Many of us remember the merger mania in healthcare that occurred in the 1990’s, and how the push toward consolidation that started with hospitals trickled down to the private practice therapy sector. If we fast forward to 2014, it is readily apparent that the “urge to merge” is back. We see local hospitals in a merger frenzy, and local MDs leaving private practice to become hospital employees. I have more and more therapists contacting me about practice sales. Yet, a strong but dominant voice, namely the Federal Trade Commission, is beginning to weigh in on the topic. Citing antitrust laws, particularly the Clayton Antitrust Act of 2014, they have successfully blocked some deals using antitrust enforcement as a powerful tool to dampen conglomeration fever.
Hospitals say they are acquiring other hospitals and physician groups to comply with provisions
of the Affordable Care Act and take advantage of incentives that encourage hospitals and doctors to integrate their operations and collaborate to control costs and improve care. The concern is that hospitals that face less competition can charge substantially higher prices, which according to Martin Gaynor, Director of the FTC’s Bureau of Economics could be as high as 40-50%. In the last two years the FTC intervened and blocked hospital mergers in Albany Georgia, Toledo Ohio and Rockford Illinois. Although the decisions are currently being appealed, the message is strong. “Vague promises and aspirations that an acquisition will reduce costs and improve care are not sufficient” said Julie Brill, a member of the FTC.

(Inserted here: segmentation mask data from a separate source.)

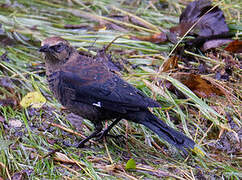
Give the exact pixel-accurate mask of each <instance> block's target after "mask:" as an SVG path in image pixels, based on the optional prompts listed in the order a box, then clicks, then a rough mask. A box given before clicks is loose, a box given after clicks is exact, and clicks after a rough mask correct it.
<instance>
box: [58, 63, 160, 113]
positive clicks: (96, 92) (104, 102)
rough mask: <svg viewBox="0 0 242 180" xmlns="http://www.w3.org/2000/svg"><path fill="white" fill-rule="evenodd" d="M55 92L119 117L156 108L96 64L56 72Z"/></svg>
mask: <svg viewBox="0 0 242 180" xmlns="http://www.w3.org/2000/svg"><path fill="white" fill-rule="evenodd" d="M58 89H59V91H60V94H63V93H65V91H68V92H69V93H70V92H71V96H70V97H71V98H72V101H78V102H82V103H86V104H90V105H93V106H97V107H100V108H104V109H108V110H112V111H116V112H120V113H125V112H127V111H128V110H131V111H138V110H140V109H141V108H147V107H159V104H158V103H157V102H156V101H154V100H152V99H151V98H149V97H147V96H146V95H145V94H144V93H142V92H141V91H140V90H138V89H136V88H135V87H133V86H132V85H130V84H128V83H127V82H125V81H124V80H122V79H121V78H120V77H119V76H117V75H115V74H113V73H112V72H110V71H108V69H107V68H106V67H105V66H104V65H102V64H100V63H93V64H89V65H87V66H86V67H85V66H83V65H81V66H79V65H75V66H73V65H72V66H69V65H68V66H66V67H65V68H63V69H62V71H61V72H60V83H59V86H58Z"/></svg>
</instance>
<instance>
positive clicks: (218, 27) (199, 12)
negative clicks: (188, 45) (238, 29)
mask: <svg viewBox="0 0 242 180" xmlns="http://www.w3.org/2000/svg"><path fill="white" fill-rule="evenodd" d="M201 17H202V18H201ZM200 18H201V19H200ZM195 23H197V24H196V25H195V27H194V28H193V29H192V31H191V32H190V34H191V33H194V34H196V35H198V36H202V37H207V36H211V35H219V34H224V33H227V32H228V31H229V29H228V26H227V24H226V22H225V18H224V15H223V11H222V10H221V9H219V8H218V7H213V6H212V5H211V2H210V1H209V0H198V1H193V2H191V3H189V4H188V6H187V7H186V9H185V10H184V11H183V12H182V14H181V16H180V24H179V25H178V26H176V27H173V28H171V29H170V32H171V33H176V34H178V35H179V36H183V35H184V34H185V33H186V32H187V31H188V30H189V29H190V28H191V27H192V25H193V24H195Z"/></svg>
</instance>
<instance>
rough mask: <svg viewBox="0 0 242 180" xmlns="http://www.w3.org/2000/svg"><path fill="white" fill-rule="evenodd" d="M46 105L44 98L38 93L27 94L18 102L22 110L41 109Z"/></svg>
mask: <svg viewBox="0 0 242 180" xmlns="http://www.w3.org/2000/svg"><path fill="white" fill-rule="evenodd" d="M44 103H46V99H45V97H44V96H43V95H42V94H41V93H40V92H39V91H34V92H29V93H28V94H27V95H26V96H24V97H23V99H22V100H21V102H20V105H21V106H22V107H24V108H27V107H29V106H32V107H33V108H41V107H42V106H43V104H44Z"/></svg>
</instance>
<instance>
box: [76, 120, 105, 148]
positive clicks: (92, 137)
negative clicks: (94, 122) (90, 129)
mask: <svg viewBox="0 0 242 180" xmlns="http://www.w3.org/2000/svg"><path fill="white" fill-rule="evenodd" d="M102 129H103V125H102V123H98V124H97V125H95V131H94V132H93V133H92V134H91V135H90V136H88V137H86V138H85V139H83V140H82V141H81V142H80V143H79V144H78V145H77V147H78V148H82V147H83V146H84V144H85V143H86V142H87V141H89V140H90V139H92V138H94V137H97V136H99V133H100V132H101V131H102Z"/></svg>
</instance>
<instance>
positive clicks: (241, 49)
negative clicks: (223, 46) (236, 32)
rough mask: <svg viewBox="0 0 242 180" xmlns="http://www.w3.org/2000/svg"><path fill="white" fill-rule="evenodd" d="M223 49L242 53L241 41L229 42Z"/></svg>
mask: <svg viewBox="0 0 242 180" xmlns="http://www.w3.org/2000/svg"><path fill="white" fill-rule="evenodd" d="M224 50H226V51H229V52H232V53H242V41H241V40H235V41H233V42H231V43H230V44H229V45H228V46H227V47H226V48H225V49H224Z"/></svg>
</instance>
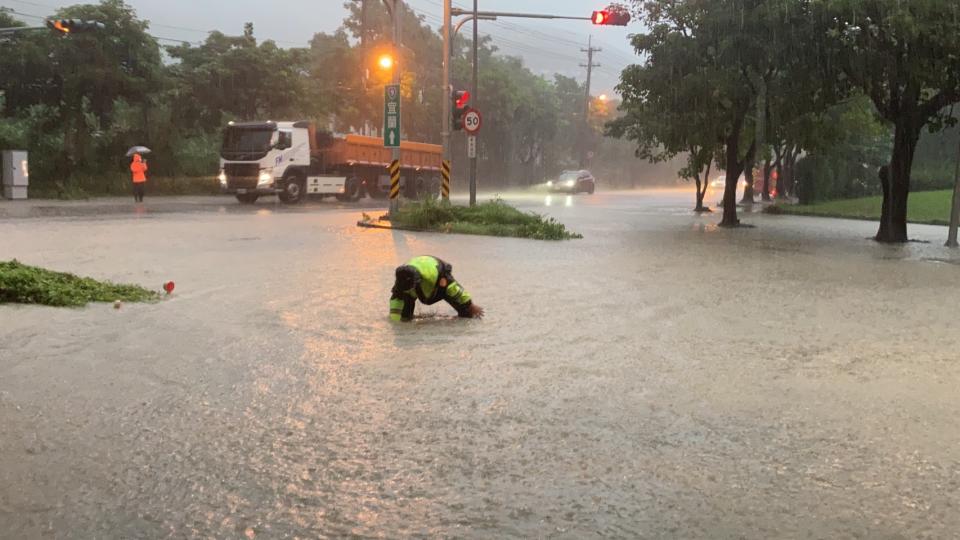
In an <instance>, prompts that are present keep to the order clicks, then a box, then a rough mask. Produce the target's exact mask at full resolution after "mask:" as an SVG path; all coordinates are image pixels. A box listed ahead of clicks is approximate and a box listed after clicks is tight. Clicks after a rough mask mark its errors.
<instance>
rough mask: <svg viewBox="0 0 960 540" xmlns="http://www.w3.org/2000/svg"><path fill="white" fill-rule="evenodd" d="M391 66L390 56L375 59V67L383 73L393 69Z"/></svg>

When hospitals and doctors join forces, their goal is not just to control costs or improve care, but to “get increased leverage” in negotiations with health insurance companies and employers, according to Ms. Feinstein, Director of the Bureau of Competition at the FTC. “They say they need better rates so they will have more money to invest in their facilities.When you strip that down, it’s basically just saying, ‘We want a price increase.’ Even if the price increase is motivated by a desire to invest more in the business, that’s problematic. That incentive to invest may not be there if you don’t have competition as a spur to innovation — if you’re not worried about losing business to the hospital down the street.”
Look back to the first merger mania in the 1990’s particularly the state of Massachusetts, which let its two most prominent hospitals — Massachusetts General Hospital and Brigham and Women’s Hospital, merge into as Partners HealthCare. Investigations by the state attorney general’s office of that state have documented that the merger gave the hospitals enormous market leverage to drive up health care costs in the Boston area by demanding high reimbursements from insurers that were unrelated to the quality or complexity of care delivered. Twenty years later, the current Massachusetts Attorney General, Martha Coakley is trying to rein in the hospitals with a negotiated agreement that would at least slow the increases in Partners’ prices and limit the number of physician practices it can acquire.
What’s the take away for therapy practices?? Carefully examine your “urge to merge” or be acquired, probably the second most important decision of your professional career. Make sure your motivation is not based on panic, and that you are not being re-active rather than pro-active. As hard as it is to bring a merger to fruition, it is harder still to undo!